29 Nisan 2024 Pazartesi

KOŞUL

Kesinlikle koşulsuz sevebilirsiniz. Bunun için sevginin duygudan farklı, kapsayıcı bir anlayış hali olduğunu fark etmek gerekir. Sevgide duygu yoktur. Sevgi birleştiricidir ve limitsizdir. Duygular ise varlığı deneyim sahasına çeken ve bu yolla deneyimlenen yaşam örüntüsünün algılanarak saf bir anlayışın açığa çıkmasını sağlayan yönlendirici, limitli, imgesel tesir öbekleridir. Bu tesirlerin kabulü ve ayrıştırılmadan içselleştirilmesi ise varlığı sevgiye eriştirir. Bu, aynı zamanda zekanın yüksek anlayış biçimlerinde belirmesi ve vicdanın, yani ruhsal kudretin açığa çıkmasıdır. Bir çoğumuz sevme yeteneğimizi duygusal kodların yoğunluğuna göre belirleme eğilimindeyiz. Ancak sevginin, maddesel karakter taşıyan duyguların da üstünde; odaklanma halinde ve neden sonuç ilişkisi geliştirilerek, maddeye hakim konuma gelmekle kazanılan idrakte olduğunu anlamak gerekir. Dolayısıyla, kendi sınırsızlığını keşfederek idrakini artırabilen bir varlığın, sevgisinin sınırlarını ve koşullarını belirlemesi yine kendi elindedir.
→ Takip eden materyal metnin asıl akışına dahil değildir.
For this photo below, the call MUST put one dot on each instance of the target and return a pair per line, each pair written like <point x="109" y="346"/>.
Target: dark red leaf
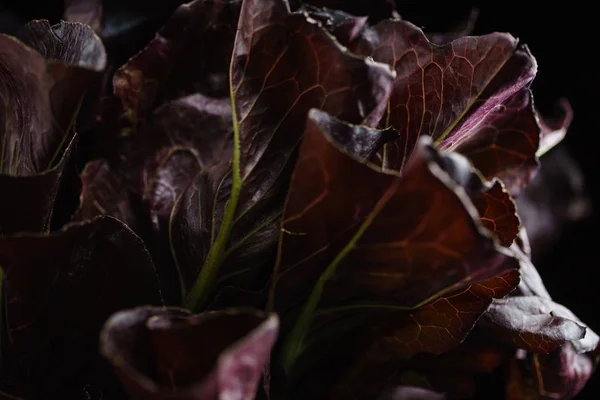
<point x="103" y="193"/>
<point x="532" y="323"/>
<point x="272" y="93"/>
<point x="166" y="353"/>
<point x="498" y="213"/>
<point x="39" y="100"/>
<point x="345" y="27"/>
<point x="28" y="201"/>
<point x="444" y="323"/>
<point x="190" y="54"/>
<point x="355" y="237"/>
<point x="376" y="10"/>
<point x="59" y="290"/>
<point x="469" y="95"/>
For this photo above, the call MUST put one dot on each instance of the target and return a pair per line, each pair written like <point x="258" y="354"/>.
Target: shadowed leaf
<point x="166" y="353"/>
<point x="58" y="296"/>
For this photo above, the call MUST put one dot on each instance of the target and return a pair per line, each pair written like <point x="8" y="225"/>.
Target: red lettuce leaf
<point x="469" y="95"/>
<point x="103" y="193"/>
<point x="345" y="27"/>
<point x="191" y="53"/>
<point x="266" y="75"/>
<point x="59" y="295"/>
<point x="533" y="323"/>
<point x="331" y="250"/>
<point x="39" y="100"/>
<point x="166" y="353"/>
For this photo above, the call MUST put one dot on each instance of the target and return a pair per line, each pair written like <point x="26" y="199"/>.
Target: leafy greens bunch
<point x="273" y="200"/>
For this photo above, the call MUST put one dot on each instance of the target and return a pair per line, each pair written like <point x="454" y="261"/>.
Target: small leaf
<point x="272" y="94"/>
<point x="191" y="53"/>
<point x="166" y="353"/>
<point x="87" y="12"/>
<point x="355" y="237"/>
<point x="470" y="95"/>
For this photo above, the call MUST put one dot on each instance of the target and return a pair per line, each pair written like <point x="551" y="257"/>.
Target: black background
<point x="563" y="38"/>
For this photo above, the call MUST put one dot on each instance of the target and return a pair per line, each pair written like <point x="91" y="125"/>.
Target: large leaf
<point x="39" y="99"/>
<point x="103" y="193"/>
<point x="271" y="94"/>
<point x="533" y="323"/>
<point x="190" y="54"/>
<point x="354" y="237"/>
<point x="166" y="353"/>
<point x="61" y="287"/>
<point x="470" y="95"/>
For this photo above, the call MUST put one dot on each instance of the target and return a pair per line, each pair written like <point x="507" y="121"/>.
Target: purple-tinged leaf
<point x="503" y="143"/>
<point x="272" y="94"/>
<point x="28" y="201"/>
<point x="376" y="10"/>
<point x="39" y="100"/>
<point x="59" y="290"/>
<point x="442" y="324"/>
<point x="190" y="54"/>
<point x="498" y="213"/>
<point x="103" y="193"/>
<point x="345" y="27"/>
<point x="555" y="199"/>
<point x="532" y="323"/>
<point x="87" y="12"/>
<point x="167" y="353"/>
<point x="469" y="95"/>
<point x="355" y="237"/>
<point x="555" y="129"/>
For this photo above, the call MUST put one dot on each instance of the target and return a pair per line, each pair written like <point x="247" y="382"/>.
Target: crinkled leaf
<point x="498" y="213"/>
<point x="345" y="27"/>
<point x="356" y="237"/>
<point x="75" y="60"/>
<point x="272" y="94"/>
<point x="166" y="353"/>
<point x="191" y="53"/>
<point x="469" y="95"/>
<point x="444" y="323"/>
<point x="87" y="12"/>
<point x="39" y="100"/>
<point x="103" y="193"/>
<point x="503" y="143"/>
<point x="34" y="194"/>
<point x="532" y="323"/>
<point x="37" y="95"/>
<point x="464" y="28"/>
<point x="496" y="209"/>
<point x="61" y="287"/>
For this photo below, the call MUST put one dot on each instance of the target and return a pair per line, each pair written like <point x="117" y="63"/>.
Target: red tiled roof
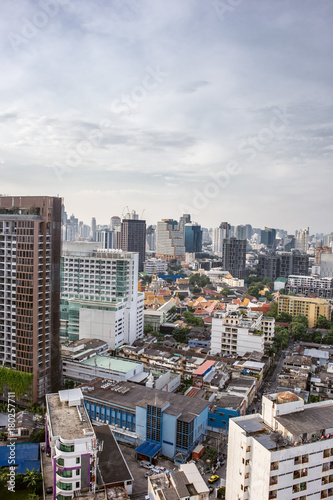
<point x="204" y="367"/>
Sevginin bir koşula bağlı olması, mevcut yaklaşımın egosantrik ve henüz duygusal bağlamda kalmasından ötürüdür. Koşullanmayı meydana getiren limitli anlayışlar, henüz yeterince tezahür ettirilemeyen ruhsal kudretin işaretidir. 

Maddeye hakim olmak için dünya okulunun derslerini aldığımızı söyleyip duruyoruz. Buradaki hakimiyet kavramı, zihin yoluyla bir boyut içerisine yönlendirilen imajlar ve bu imajlardan ötürü meydana çıkan duygu ve düşüncelere, aynı zamanda bunlardan ötürü meydana gelen realitelere hakim olabilmek ile ilgilidir. Bu hakimiyet, varlığın gelişmişliği ile orantılı olarak değişir ve her realite geçişinde idrakle birlikte yükselen anlayışlarda varlığı hakikate ulaştırır.
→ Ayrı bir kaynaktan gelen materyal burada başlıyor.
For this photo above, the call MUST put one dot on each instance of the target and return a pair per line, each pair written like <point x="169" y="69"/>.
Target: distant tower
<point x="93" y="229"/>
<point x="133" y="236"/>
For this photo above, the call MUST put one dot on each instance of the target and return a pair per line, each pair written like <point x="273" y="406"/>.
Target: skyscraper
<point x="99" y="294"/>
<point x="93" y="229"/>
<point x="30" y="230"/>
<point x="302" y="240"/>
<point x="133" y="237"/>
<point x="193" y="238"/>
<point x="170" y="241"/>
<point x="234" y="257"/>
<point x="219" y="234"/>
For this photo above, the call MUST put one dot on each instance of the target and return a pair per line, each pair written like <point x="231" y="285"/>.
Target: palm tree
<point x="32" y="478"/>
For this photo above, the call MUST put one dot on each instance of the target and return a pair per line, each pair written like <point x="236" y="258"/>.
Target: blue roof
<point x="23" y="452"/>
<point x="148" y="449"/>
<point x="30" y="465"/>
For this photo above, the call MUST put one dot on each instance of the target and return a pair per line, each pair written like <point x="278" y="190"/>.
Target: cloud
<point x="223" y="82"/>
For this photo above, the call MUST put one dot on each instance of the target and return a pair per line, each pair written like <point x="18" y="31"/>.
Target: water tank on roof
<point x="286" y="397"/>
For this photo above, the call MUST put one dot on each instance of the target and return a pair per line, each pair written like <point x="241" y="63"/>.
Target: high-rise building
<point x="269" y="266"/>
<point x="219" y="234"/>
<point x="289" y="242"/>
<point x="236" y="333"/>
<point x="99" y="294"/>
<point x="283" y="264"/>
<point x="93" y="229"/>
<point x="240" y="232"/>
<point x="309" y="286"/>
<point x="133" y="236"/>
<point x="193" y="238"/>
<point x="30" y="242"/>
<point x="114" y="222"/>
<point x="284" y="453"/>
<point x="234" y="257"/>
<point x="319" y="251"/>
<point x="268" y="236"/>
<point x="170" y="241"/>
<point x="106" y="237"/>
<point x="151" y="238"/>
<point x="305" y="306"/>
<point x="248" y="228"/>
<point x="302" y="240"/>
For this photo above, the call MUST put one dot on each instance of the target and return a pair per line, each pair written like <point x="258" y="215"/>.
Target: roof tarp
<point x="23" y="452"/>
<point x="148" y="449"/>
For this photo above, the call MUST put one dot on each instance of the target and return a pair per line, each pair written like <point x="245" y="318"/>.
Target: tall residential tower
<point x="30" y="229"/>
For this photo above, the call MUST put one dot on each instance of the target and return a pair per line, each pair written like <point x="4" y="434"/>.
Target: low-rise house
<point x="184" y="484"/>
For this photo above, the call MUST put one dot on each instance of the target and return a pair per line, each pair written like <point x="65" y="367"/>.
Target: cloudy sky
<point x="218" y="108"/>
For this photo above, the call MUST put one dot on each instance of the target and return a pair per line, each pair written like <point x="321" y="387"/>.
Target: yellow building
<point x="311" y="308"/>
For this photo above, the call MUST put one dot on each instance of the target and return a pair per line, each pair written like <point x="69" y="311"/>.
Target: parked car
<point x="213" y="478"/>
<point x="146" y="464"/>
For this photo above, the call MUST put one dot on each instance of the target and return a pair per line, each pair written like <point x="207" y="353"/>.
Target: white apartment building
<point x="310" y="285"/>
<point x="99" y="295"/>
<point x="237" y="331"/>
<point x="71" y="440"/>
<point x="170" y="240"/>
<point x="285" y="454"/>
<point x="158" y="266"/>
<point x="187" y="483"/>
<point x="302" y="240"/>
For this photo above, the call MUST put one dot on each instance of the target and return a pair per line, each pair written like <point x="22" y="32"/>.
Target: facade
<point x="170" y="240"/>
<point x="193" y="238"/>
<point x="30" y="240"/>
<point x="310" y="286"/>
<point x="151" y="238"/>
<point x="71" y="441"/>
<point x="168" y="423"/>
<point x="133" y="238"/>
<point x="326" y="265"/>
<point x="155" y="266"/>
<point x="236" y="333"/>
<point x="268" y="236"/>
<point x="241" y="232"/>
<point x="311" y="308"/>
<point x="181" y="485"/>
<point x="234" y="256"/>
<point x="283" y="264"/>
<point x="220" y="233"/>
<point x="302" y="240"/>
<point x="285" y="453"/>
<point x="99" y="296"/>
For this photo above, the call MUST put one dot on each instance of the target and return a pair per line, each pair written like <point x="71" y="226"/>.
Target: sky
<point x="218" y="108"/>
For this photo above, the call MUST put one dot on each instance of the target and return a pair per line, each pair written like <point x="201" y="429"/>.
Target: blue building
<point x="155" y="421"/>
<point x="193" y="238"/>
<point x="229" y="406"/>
Duygu ve düşünceler varlığın yaratımıdır. Bunların temeli olan imajlar bir mekan içerisinde tezahür etmeye başladıkları anda mekanik bir yapıya bürünmeye başlarlar. Dolayısıyla duygu, düşünce ve hislerimizden ötürü oluşan egolarımız da mekanik ve sınırlıdır. Asıl koşullanmayı yaratan da bu sınırlardır. Üçüncü yoğunluk düzleminde bulunmamızın temel amacının, egonun idrak ve sevgiyle dönüştürülmesi, katı döngülerin mekanik olmayan yüksek karakterli anlayış biçimleriyle değiştirilmesi olduğunu hatırlamak gerekir.

Burak Cömertler





ANDA MI KALMALIYIM?

 "Anda kalmalıyım" diyerek ana gelinmeye çalışılması, yaşam döngülerine farkındalıkla odaklanılmadığı sürece, geçici bir rahatlama...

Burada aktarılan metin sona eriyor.